You'd be the first farmer we've ever had from recall and whilst doing a recce trip to get an idea of farming options in Australia would be a good idea, before you get too advanced in planning anything, it is a bit ironical that Australia does not have fafming itself listed as an immigration occupation nor much close to it.

You can view the occupations @ A-Z Occupations List - Australian Skills Recognition Information and also on http://www.immi.gov.au/allforms/pdf/1121i.pdf , the nearest being an agricultural advisor, something for which it says a degree course is necessary.

A great pity I must say for Australia does have an ageing lot of farmers.

I'm wondering whether it could be something that could be arranged via an employer sponsorship - Temporary Business (Long Stay) - Standard Business Sponsorship (Subclass 457)
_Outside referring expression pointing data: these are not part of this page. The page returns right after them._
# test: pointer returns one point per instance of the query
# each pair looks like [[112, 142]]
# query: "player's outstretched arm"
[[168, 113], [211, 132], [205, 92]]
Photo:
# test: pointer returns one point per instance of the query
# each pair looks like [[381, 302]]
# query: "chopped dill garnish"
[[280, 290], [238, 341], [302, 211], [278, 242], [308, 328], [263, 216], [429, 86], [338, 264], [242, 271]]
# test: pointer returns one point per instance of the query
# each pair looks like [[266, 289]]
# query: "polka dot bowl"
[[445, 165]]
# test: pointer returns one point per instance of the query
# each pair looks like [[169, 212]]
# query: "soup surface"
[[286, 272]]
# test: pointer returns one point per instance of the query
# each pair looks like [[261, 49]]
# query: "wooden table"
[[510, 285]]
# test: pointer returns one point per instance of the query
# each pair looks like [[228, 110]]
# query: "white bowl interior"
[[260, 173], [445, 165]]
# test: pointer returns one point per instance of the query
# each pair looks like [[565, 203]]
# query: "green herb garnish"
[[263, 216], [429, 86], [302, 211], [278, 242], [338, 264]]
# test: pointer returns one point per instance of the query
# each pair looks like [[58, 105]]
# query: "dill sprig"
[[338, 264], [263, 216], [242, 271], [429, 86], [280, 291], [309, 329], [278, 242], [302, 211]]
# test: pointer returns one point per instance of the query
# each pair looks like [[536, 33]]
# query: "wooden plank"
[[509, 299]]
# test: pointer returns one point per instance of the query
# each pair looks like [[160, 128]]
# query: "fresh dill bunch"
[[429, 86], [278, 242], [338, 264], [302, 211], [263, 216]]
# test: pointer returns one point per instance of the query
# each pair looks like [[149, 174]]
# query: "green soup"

I don't know if it'll help but to start making enquiries and perhaps get some contacts re sponsorship by bigger corporations who own farms, you may want to start with National Farmers' Federation :: The voice of Australian Farmers and you'll also find that each state has a farmers federation if you google by state.

Once you get an idea of the lay of the land so to speak, you could also firm up om possibilities.

Another option to consider if you had the financial capacity would be to buy a farm as an investment business for there are business visas but somewhere about $1M minimum needed I'd suspect and probably a lot more to buy a farm outright.
Business Development - Provisional - Business - Visas & Immigration

Horses and Dogs can be imported with the proper vetinary examinations beforehand and Quarantining on arrival - What can't I take into Australia? - DAFF.

So a bit of info there that you can explore for starters.


----------